After almost a decade since former Prime Minister, Kevin Rudd, called climate change the “greatest moral challenge of our time,” the issues threatening our Earth have gotten no less serious.

Macquarie University Professor Lesley Hughes, one of six Councillors on the Climate Council and the convenor of a free online climate change course, says that the world needs to “act now before it’s too late.”

“We have a significant problem and delaying action will make the problem accelerate,” she says. “One of the most difficult things to communicate is that what we do now will affect how our children and grandchildren will live. We can’t turn it around immediately but the longer we wait the more dangerous it will get.”

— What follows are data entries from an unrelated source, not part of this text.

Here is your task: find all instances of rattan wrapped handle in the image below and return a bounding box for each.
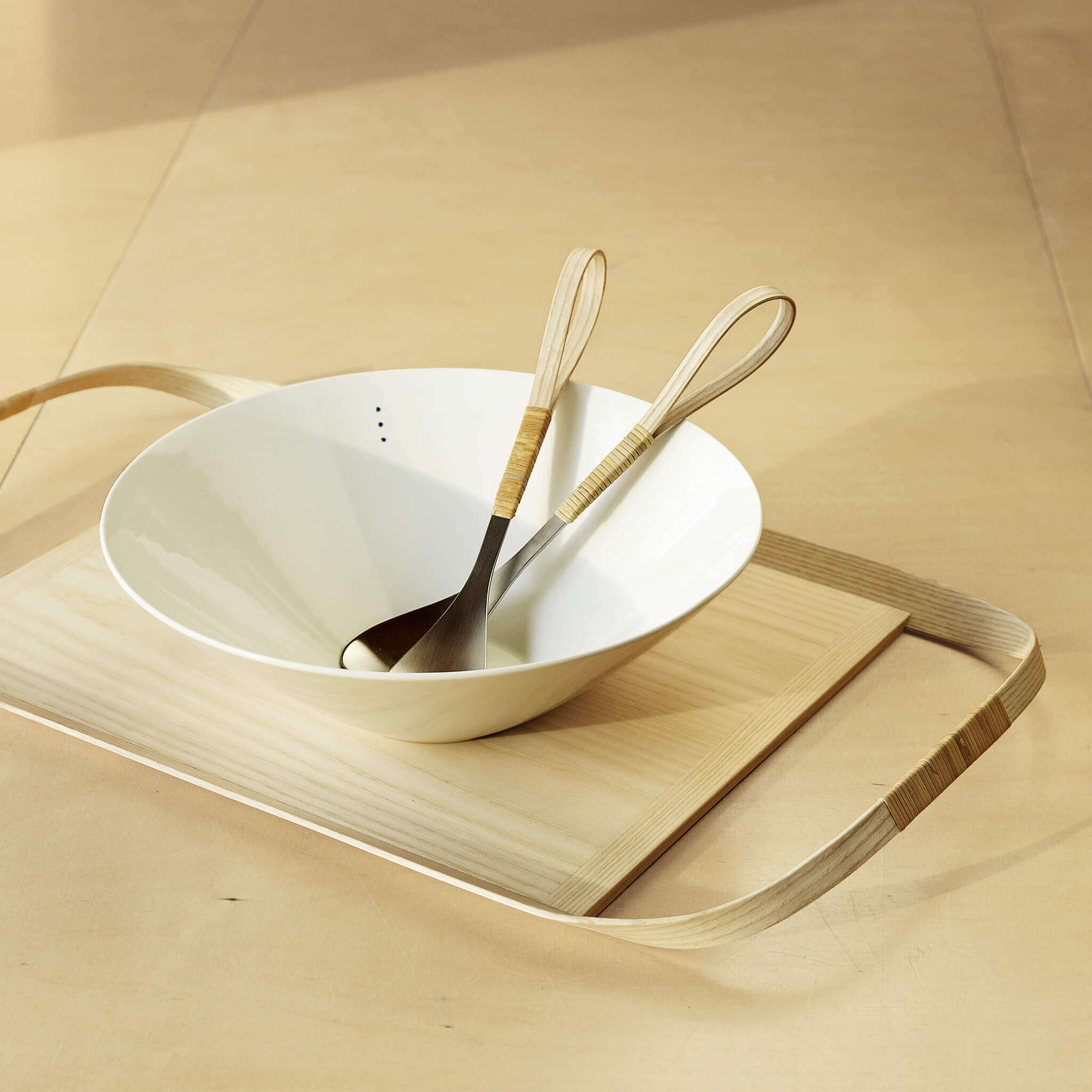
[493,248,607,520]
[553,285,796,523]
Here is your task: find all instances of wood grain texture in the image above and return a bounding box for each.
[0,529,905,920]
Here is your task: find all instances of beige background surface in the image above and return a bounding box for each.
[0,0,1092,1090]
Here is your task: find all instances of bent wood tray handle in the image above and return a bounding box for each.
[515,531,1046,948]
[553,285,796,523]
[0,364,277,420]
[493,247,607,520]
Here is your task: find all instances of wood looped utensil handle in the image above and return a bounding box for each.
[553,285,796,523]
[493,247,607,520]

After completing her PhD in behavioural ecology in 1990, something she confesses had “nothing to do with climate change,” Lesley began researching the impacts of climate change on species and ecosystems.

“Australia has somewhere between seven to ten per cent of the world’s biodiversity. We also have the highest extinction rates in the last 200 years of anywhere in the world” Hughes says. “It’s generally considered that by the middle of the century, climate change will be the main driver of species extinction… We’re looking at the sixth major extinction event since the Earth began.”

Indeed, this prediction certainly seems to be in line with the Intergovernmental Panel of Climate Change’s fifth assessment, of which the third and final report was released last month. Whilst commentators have labelled the findings “dire,” some have also argued that given similarity of all the report findings since 1991, the messages clearly aren’t getting through.

Lesley, a lead author for the fourth and fifth assessments, rejects this. “I think it’s simplistic to say the message isn’t getting across… but it’s influenced by some loud and powerful voices in the media, including some of our politicians.”

Climate change policy has had a controversial history in Australia, most recently with the divisive “carbon tax,” which Hughes calls, “an appallingly bad marketing strategy.”

“They brought it in without making the case of why. It was seen totally as a negative instead of being their for a reason,” she says. “If they had come out and said “this government absolutely believes that climate change is a huge issue for Australia. This is one of our responses to that”… Then I think the acceptance of it would have been much greater.”

While there is a clear need for action from politicians and scientists, Lesley maintains that communication of the issues is “everybody’s job.” Unfortunately, she admits that the environment isn’t always the first priority, especially in Australia. “If people recognised that the environment is our life support, it would come first, not last.”

Aimed at increasing public understanding and awareness, Lesley runs a free, four week online course, in collaboration with Open Universities Australia. Largely, she says, the responses have been positive.

“As of May, over three and a half thousand people had enrolled… The comments that have meant the most to me have been the ones who have said they were former climate skeptics that have now changed their mind having done the course.”

However, when it comes to solving the Earths problems, Lesley confesses that simply ‘understanding’ won’t be enough. “My motivation is to move people from ignorance to understanding, to concern, to action… it’s action that makes the difference.”

Lesley is confident that action on climate change will come, “the question is, how quickly?”